Hyperbole… always there for you in a pinch.
As a school communicator, one of my regular tasks is to “invite” the media to cover the many achievements in our district and remind them of our special events. Since using outright bribes are out of the question (Board policy 46783-A), I often call on a friend for help.
His name is Hyperbole.
You probably know him, too. He’s pretty good at getting around – particularly now. On any day – at any time – you’ll see him ramped up and featured in nearly every headline in social media.
He’s tireless. How he can “work his magic” on the covers of the supermarket tabloids while simultaneously squeezing in frequent appearances on Facebook and YouTube is beyond me. (as most things are…)
I’ve always considered Hyperbole a friend I could count on. Despite the long list of friends constantly relying on him, whatever communications clutter rolls my way, he’s always there to help me cut through it. Boring words and phrases aren’t sharp enough.

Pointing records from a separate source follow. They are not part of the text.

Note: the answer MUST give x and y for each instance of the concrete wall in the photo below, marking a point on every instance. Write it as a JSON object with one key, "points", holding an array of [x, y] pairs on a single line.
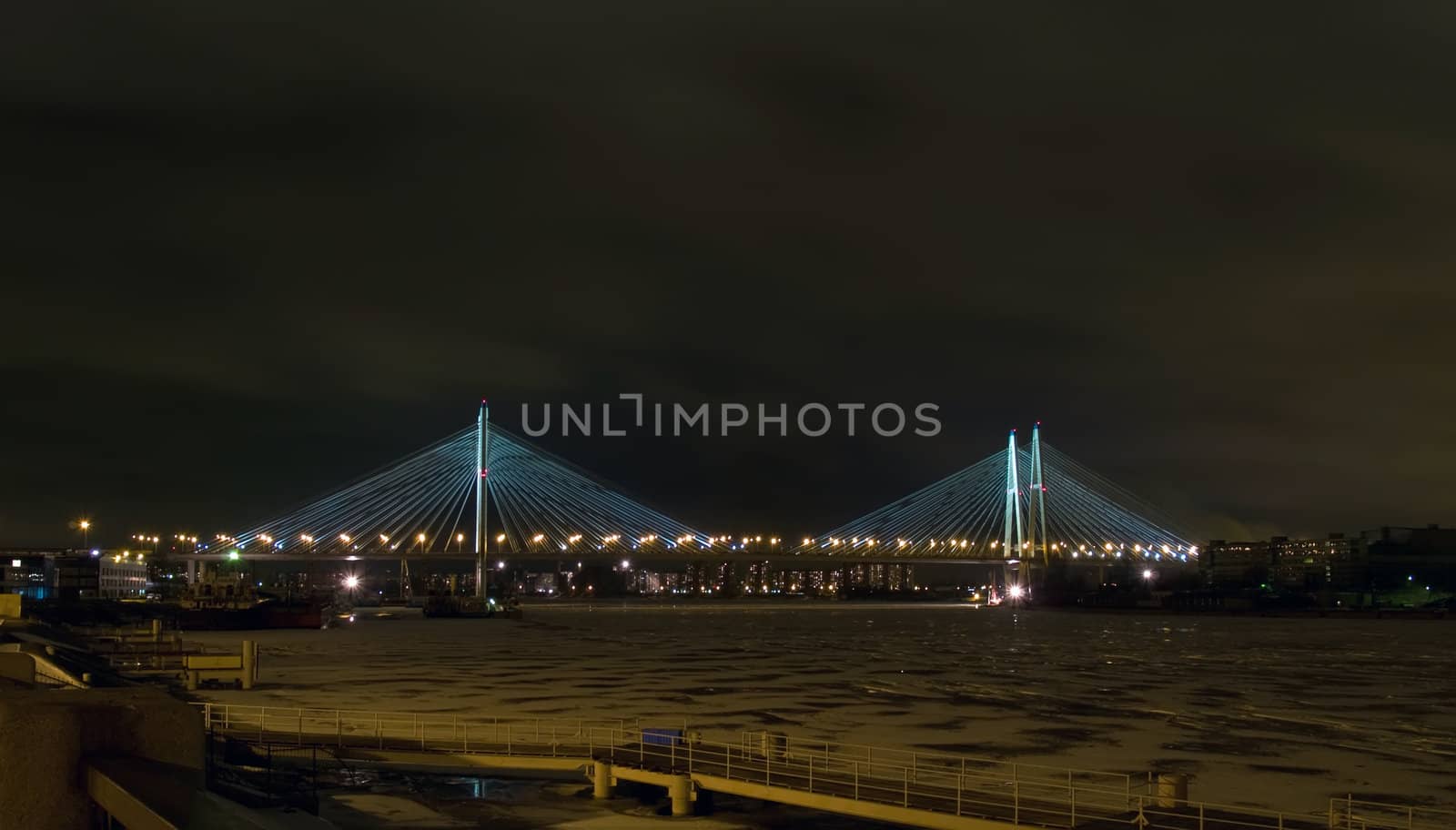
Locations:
{"points": [[46, 735]]}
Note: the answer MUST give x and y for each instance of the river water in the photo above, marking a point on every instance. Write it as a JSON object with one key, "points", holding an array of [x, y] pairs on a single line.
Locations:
{"points": [[1261, 711]]}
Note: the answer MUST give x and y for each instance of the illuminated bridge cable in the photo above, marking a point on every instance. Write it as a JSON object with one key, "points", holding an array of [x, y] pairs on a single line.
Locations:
{"points": [[546, 504], [966, 514]]}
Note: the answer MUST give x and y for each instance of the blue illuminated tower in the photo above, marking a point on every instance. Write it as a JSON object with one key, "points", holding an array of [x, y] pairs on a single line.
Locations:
{"points": [[1036, 500], [480, 497], [1012, 502]]}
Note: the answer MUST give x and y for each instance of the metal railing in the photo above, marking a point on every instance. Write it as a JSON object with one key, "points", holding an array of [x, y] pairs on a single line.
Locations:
{"points": [[935, 783], [1353, 815]]}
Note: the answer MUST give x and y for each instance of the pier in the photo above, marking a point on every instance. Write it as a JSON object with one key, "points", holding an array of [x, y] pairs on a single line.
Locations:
{"points": [[934, 791]]}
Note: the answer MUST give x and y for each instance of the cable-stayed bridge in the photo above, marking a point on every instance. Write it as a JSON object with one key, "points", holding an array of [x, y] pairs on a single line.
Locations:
{"points": [[1028, 502]]}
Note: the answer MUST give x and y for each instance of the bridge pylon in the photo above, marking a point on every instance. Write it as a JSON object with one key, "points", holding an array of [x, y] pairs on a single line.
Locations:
{"points": [[1036, 501], [482, 437], [1012, 542]]}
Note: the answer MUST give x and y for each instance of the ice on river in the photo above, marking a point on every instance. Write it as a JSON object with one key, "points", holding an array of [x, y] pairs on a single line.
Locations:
{"points": [[1273, 713]]}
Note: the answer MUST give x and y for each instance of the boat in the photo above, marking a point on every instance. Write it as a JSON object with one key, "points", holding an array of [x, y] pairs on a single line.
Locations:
{"points": [[480, 608], [233, 604]]}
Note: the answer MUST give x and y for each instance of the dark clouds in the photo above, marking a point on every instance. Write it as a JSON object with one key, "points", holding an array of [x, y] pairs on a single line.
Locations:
{"points": [[257, 249]]}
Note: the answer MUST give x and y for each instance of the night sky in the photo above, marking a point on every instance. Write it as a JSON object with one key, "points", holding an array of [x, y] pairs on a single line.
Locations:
{"points": [[257, 249]]}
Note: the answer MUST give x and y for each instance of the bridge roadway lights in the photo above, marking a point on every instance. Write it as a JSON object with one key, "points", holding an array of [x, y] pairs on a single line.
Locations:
{"points": [[682, 794], [602, 779]]}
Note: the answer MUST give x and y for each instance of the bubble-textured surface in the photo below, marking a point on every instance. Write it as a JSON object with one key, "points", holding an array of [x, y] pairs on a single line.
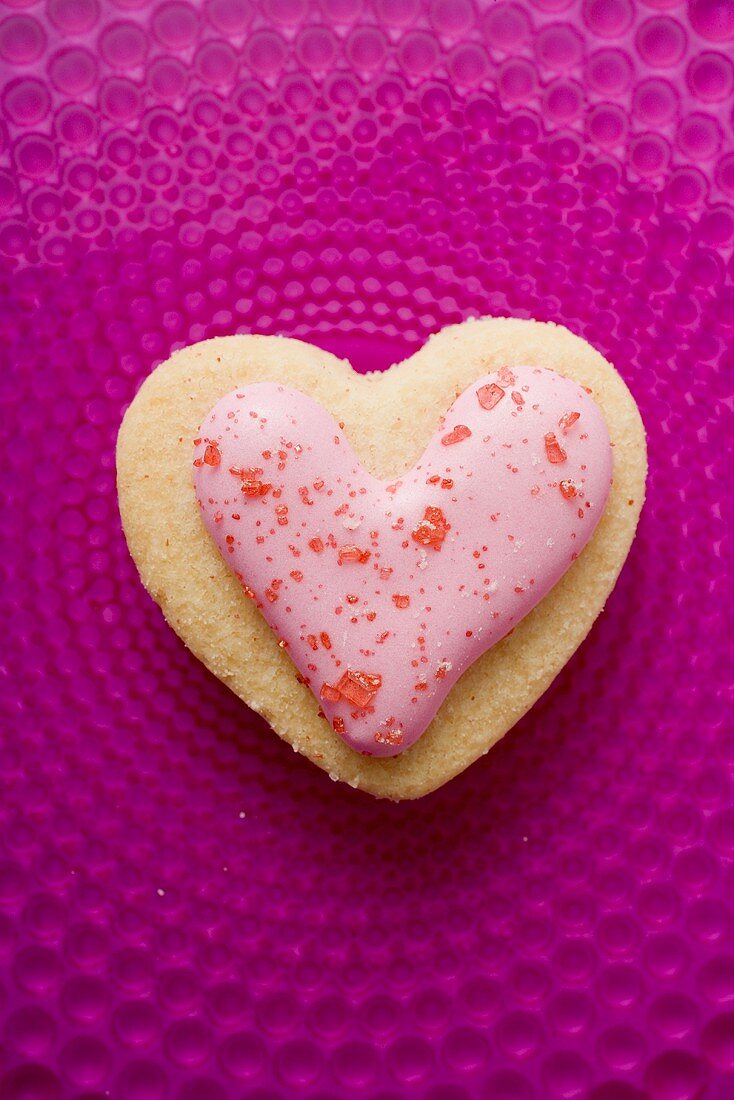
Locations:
{"points": [[187, 910]]}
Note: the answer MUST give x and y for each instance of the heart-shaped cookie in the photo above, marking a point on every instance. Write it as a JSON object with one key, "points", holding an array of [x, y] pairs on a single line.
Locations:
{"points": [[383, 592]]}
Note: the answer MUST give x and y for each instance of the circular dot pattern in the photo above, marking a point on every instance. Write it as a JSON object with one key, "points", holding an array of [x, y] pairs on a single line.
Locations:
{"points": [[188, 911]]}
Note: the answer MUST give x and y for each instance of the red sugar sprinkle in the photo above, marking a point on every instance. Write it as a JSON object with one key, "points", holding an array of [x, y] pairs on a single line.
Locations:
{"points": [[431, 529], [251, 483], [461, 431], [357, 688], [491, 395], [389, 736], [212, 454], [555, 452], [568, 420], [353, 553]]}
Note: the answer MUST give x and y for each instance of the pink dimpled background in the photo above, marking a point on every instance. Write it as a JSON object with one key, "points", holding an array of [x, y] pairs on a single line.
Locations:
{"points": [[188, 911]]}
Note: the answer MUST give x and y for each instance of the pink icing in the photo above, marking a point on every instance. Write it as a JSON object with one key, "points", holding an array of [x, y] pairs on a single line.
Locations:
{"points": [[384, 592]]}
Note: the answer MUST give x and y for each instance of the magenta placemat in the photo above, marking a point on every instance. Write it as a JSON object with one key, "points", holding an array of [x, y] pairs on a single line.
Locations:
{"points": [[187, 909]]}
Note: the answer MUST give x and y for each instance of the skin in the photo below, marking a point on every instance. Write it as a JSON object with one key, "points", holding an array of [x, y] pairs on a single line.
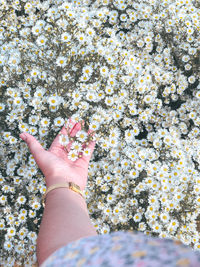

But some people are saying Hyperbole is bad company. (not preferred…)
In a recent survey of more than 500 journalists published on the “Content Factory” website, journalists were asked how PR pros and communicators could improve their press releases and media alerts. The journalists singled out my friend Hyperbole. (not preferred…)
Although school communicators would never talk about how people in the media should do their jobs,, I thought I’d read the survey anyway. Could be revealing. If certain words bug them, I’d want to know, as sensitivity is one of my strong points.
The journalists generated a fair list words they’d like us “to avoid” in the future.
They don’t like it when we use the word “dynamic.” They prefer we call something “interesting.”
For “hotly anticipated,” they say substitute “upcoming.”
They’re sick of seeing “end user.” How ’bout “customer” or “student” or “parent?”
“Icon” or “iconic” – boo! “Popular” or “well known” – yay!
The vagueness of the word “deliverables” drives them batty. The journalists like specifics. They are the most happy when we spell out exactly what the deliverables we’re talking about (improved skills, projects, etc.).
Could you call someone in your district a community “influencer?” For some reason, this word gets under their skin, too. “Public speaker” or “community advocate” are their preferred descriptors.
Now don’t we all feel tremendously encouraged – armed with this new knowledge about what words irritate journalists?
Nah. No doubt we’re all now eager to compose our next press release and see how many of the recommended words “to avoid” we can write in. Forget the survey. We know a challenge when we see one.
Plus, we don’t abandon our longtime friends.